We don't need empty thoughts and prayers. We need change.
How many times can you say, “my heart goes out to these families,” before it stops feeling genuine? Following the mass shooting at Robb Elementary in Uvalde, TX—the second deadliest school shooting in U.S. history—I asked myself this question of our senators. What will it take for them to agree on how to protect one of our nation’s most vulnerable groups?
I am a parent of two children, and each time I learn of another school shooting it shakes me to my core. The going consensus is that we cannot become numb to these incidences. But numb is what I want to feel as my disappointment in elected officials grows. If we cannot agree on anything, can we at least agree children should not take their last breaths at school?
According to data released by the CDC, firearms have surpassed car accidents as the No. 1 killer of children and adolescents. For people 1-19 years of age, “...in 2020, firearm-related injuries became the leading cause of death in that age group.”
PBS News Hour asked sitting U.S. senators, “What action, if any, do you think should be taken on guns
following the school shooting in Texas?” While not all senators responded, of those that did, the division among party lines is clear.

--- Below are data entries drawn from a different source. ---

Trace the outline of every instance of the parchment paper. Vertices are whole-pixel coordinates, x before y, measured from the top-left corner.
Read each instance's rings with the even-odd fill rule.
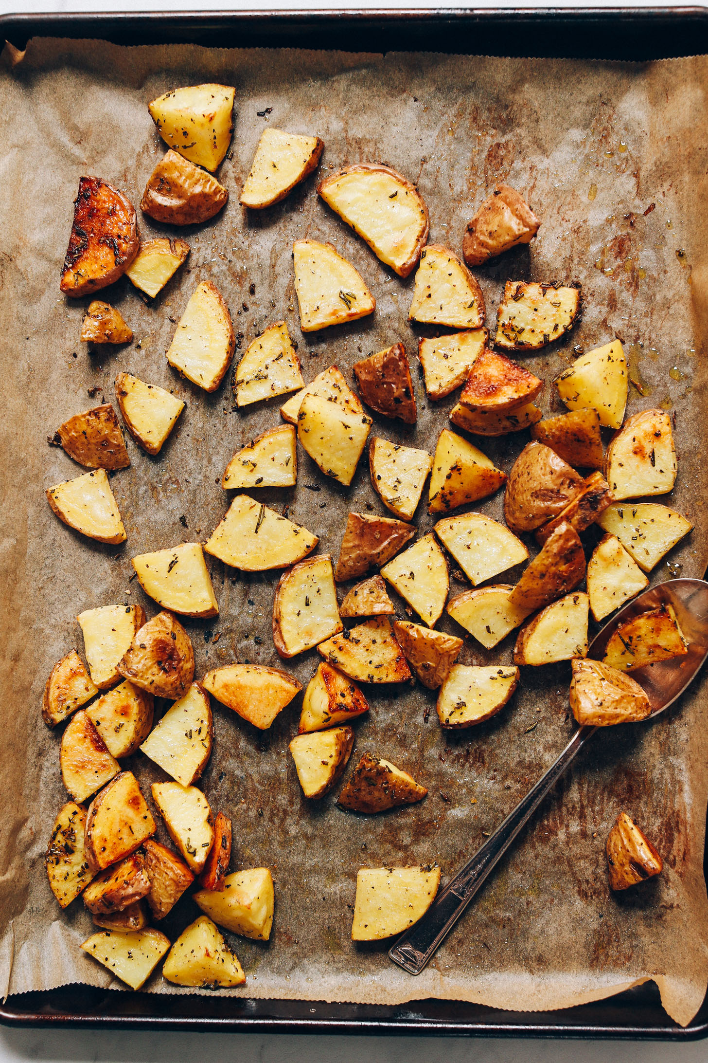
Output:
[[[393,275],[317,200],[314,179],[269,210],[239,206],[263,128],[321,135],[323,173],[359,161],[394,165],[419,184],[431,240],[457,252],[465,222],[497,181],[528,197],[542,220],[531,250],[477,270],[489,322],[506,277],[582,283],[582,322],[562,342],[522,360],[548,381],[543,409],[560,410],[550,382],[573,348],[623,340],[635,382],[628,414],[654,405],[676,412],[679,475],[672,494],[659,501],[696,525],[652,578],[678,571],[702,576],[708,560],[702,475],[708,64],[706,57],[639,65],[34,40],[25,54],[5,50],[0,77],[1,969],[10,992],[71,981],[118,988],[77,947],[91,926],[81,902],[59,911],[44,874],[54,815],[66,800],[61,736],[39,714],[44,685],[56,660],[73,646],[82,649],[74,619],[81,610],[126,601],[154,614],[137,580],[128,581],[131,557],[204,540],[228,502],[219,480],[232,452],[279,423],[278,401],[238,412],[228,377],[207,395],[173,373],[165,351],[174,322],[196,283],[210,279],[230,305],[240,350],[284,317],[308,381],[332,362],[350,378],[357,358],[397,340],[415,364],[424,332],[407,321],[412,279]],[[168,87],[209,80],[237,89],[234,154],[219,174],[229,203],[211,223],[180,232],[192,249],[187,268],[154,302],[126,279],[103,293],[136,340],[91,354],[79,341],[87,301],[65,300],[58,289],[79,176],[101,175],[137,204],[165,150],[146,101]],[[167,231],[148,218],[140,218],[140,229],[144,235]],[[357,266],[376,296],[375,316],[300,334],[291,246],[304,236],[331,240]],[[156,458],[128,437],[133,463],[111,480],[128,539],[110,547],[72,533],[50,511],[45,488],[82,470],[50,449],[47,437],[102,395],[115,403],[121,370],[173,389],[187,409]],[[99,391],[89,396],[93,388]],[[374,415],[374,433],[432,449],[456,396],[431,404],[417,382],[417,398],[416,427]],[[526,439],[481,445],[508,471]],[[321,536],[320,550],[334,557],[350,509],[385,512],[365,459],[346,490],[300,452],[295,490],[254,494],[289,505],[291,517]],[[501,494],[478,508],[500,516]],[[421,506],[420,530],[432,523]],[[591,530],[586,538],[589,556],[597,537]],[[271,637],[278,573],[248,576],[213,560],[209,567],[221,612],[213,621],[187,622],[197,676],[236,658],[279,665]],[[464,587],[451,580],[451,593]],[[396,604],[404,615],[400,600]],[[439,626],[455,629],[447,617]],[[508,662],[512,648],[513,636],[490,655],[468,640],[460,660]],[[287,667],[305,684],[316,660],[313,652]],[[382,1003],[434,996],[538,1010],[654,979],[670,1015],[688,1023],[708,980],[702,872],[708,708],[700,685],[655,722],[595,738],[420,977],[394,967],[385,944],[356,947],[349,940],[360,866],[437,860],[444,877],[452,874],[552,762],[574,727],[569,675],[567,663],[525,669],[510,706],[460,735],[441,731],[434,694],[420,686],[367,690],[372,711],[356,724],[350,765],[369,750],[429,788],[425,802],[375,817],[339,810],[333,795],[320,803],[301,797],[288,753],[299,698],[267,732],[214,704],[204,790],[214,811],[234,821],[232,868],[271,866],[277,897],[270,944],[230,938],[248,976],[234,992]],[[126,766],[145,792],[159,777],[140,754]],[[654,841],[664,872],[639,890],[610,895],[604,845],[622,809]],[[167,933],[174,938],[195,914],[183,898],[166,921]],[[148,990],[188,992],[167,985],[159,973]]]

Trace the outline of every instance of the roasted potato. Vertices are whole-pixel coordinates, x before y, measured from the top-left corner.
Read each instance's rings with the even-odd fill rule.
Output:
[[[413,520],[432,465],[428,451],[387,439],[376,437],[368,446],[372,486],[386,509],[404,521]]]
[[[288,672],[264,664],[227,664],[207,672],[202,686],[254,727],[266,730],[303,686]]]
[[[399,276],[413,271],[428,239],[428,207],[390,166],[359,163],[331,173],[317,193]]]
[[[145,185],[140,209],[168,225],[198,225],[226,206],[228,190],[210,173],[168,151]]]
[[[65,296],[90,296],[117,281],[138,253],[135,207],[101,178],[80,178],[62,283]]]
[[[127,536],[105,469],[47,488],[47,500],[61,521],[98,542],[117,544]]]
[[[540,221],[516,189],[497,185],[467,222],[463,257],[468,266],[481,266],[520,243],[531,243],[539,225]]]
[[[467,267],[447,248],[430,243],[415,274],[410,321],[451,328],[481,328],[484,296]]]
[[[324,147],[318,136],[263,130],[239,203],[252,209],[279,203],[316,170]]]
[[[415,805],[427,794],[426,788],[408,772],[365,753],[340,791],[336,804],[350,812],[370,815],[399,805]]]

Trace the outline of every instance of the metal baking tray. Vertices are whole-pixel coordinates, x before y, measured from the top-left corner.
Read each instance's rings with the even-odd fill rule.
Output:
[[[100,38],[117,45],[190,43],[220,48],[646,61],[708,53],[708,10],[519,7],[0,16],[0,37],[16,48],[23,49],[35,36]],[[708,996],[689,1026],[681,1028],[662,1010],[653,982],[606,1000],[553,1012],[500,1011],[434,999],[377,1006],[161,996],[74,984],[7,997],[0,1005],[0,1023],[103,1029],[691,1041],[708,1035]]]

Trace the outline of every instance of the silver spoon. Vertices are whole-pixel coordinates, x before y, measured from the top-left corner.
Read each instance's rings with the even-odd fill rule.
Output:
[[[658,715],[684,693],[708,656],[708,583],[703,579],[670,579],[639,597],[605,624],[588,648],[588,657],[598,660],[617,626],[640,612],[656,609],[663,603],[672,605],[688,642],[688,654],[668,661],[637,669],[632,673],[649,695],[652,713]],[[495,830],[453,879],[435,897],[426,914],[403,933],[388,950],[399,967],[419,975],[439,945],[447,938],[493,867],[499,862],[524,824],[536,811],[546,794],[557,782],[570,762],[594,735],[597,727],[579,727],[558,759],[513,812]]]

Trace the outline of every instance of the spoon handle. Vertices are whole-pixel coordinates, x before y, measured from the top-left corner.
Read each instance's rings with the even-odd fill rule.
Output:
[[[516,806],[465,866],[435,897],[426,914],[388,950],[403,971],[419,975],[546,794],[558,781],[597,727],[579,727],[554,764]]]

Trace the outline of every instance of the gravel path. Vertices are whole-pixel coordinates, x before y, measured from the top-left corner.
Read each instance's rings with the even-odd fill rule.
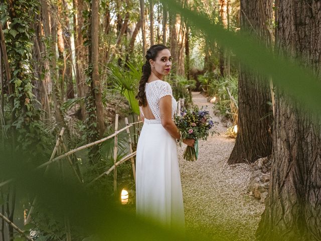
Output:
[[[219,121],[213,104],[198,92],[193,96],[195,104],[208,105],[213,120]],[[255,240],[264,205],[247,194],[248,165],[227,164],[235,140],[225,135],[226,129],[219,123],[220,136],[200,142],[196,162],[183,159],[185,145],[178,148],[187,233],[199,240]]]

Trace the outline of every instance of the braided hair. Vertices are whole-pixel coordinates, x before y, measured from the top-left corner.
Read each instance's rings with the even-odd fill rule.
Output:
[[[140,106],[145,106],[147,105],[146,99],[146,94],[145,94],[145,86],[146,83],[149,76],[151,69],[149,60],[155,61],[156,57],[159,51],[164,49],[169,49],[167,47],[163,44],[155,44],[149,48],[146,52],[146,62],[143,65],[141,68],[142,75],[139,81],[139,86],[138,87],[138,93],[136,95],[136,99],[138,100],[138,104]]]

Gun control is heavy among democrats with the majority advocating for commonsense gun safety legislation, extensive background checks, red flags, and required gun licenses. Republicans, while a few outliers exist (also advocating for some level of gun control), primarily see mental health, increased school security, increased penalties for violent crimes and crimes committed with firearms, and funding law enforcement as the focus. Not infringing on citizens’ second amendment rights.
I had to unpack that last concern. Not infringing on citizens’ second amendment rights. U.S. gun sales do not suggest this has been, or ever will be, an issue. Since the Covid-19 pandemic, gun sales have steadily increased. Between 2019- and 2020-gun sales doubled from “an average of 1 million sold monthly in 2019 to nearly 2 million a month in 2020”.
Not surprisingly, coinciding with rising gun sales are active shootings. A 2021 active shooter report by the FBI reveals, “Active shooter incidents in 2021 increased by 52.5 percent compared with 2020 and 96.8 percent compared with 2017. 2021 witnessed the highest number of active shooter incidents for the years 2000-2021.”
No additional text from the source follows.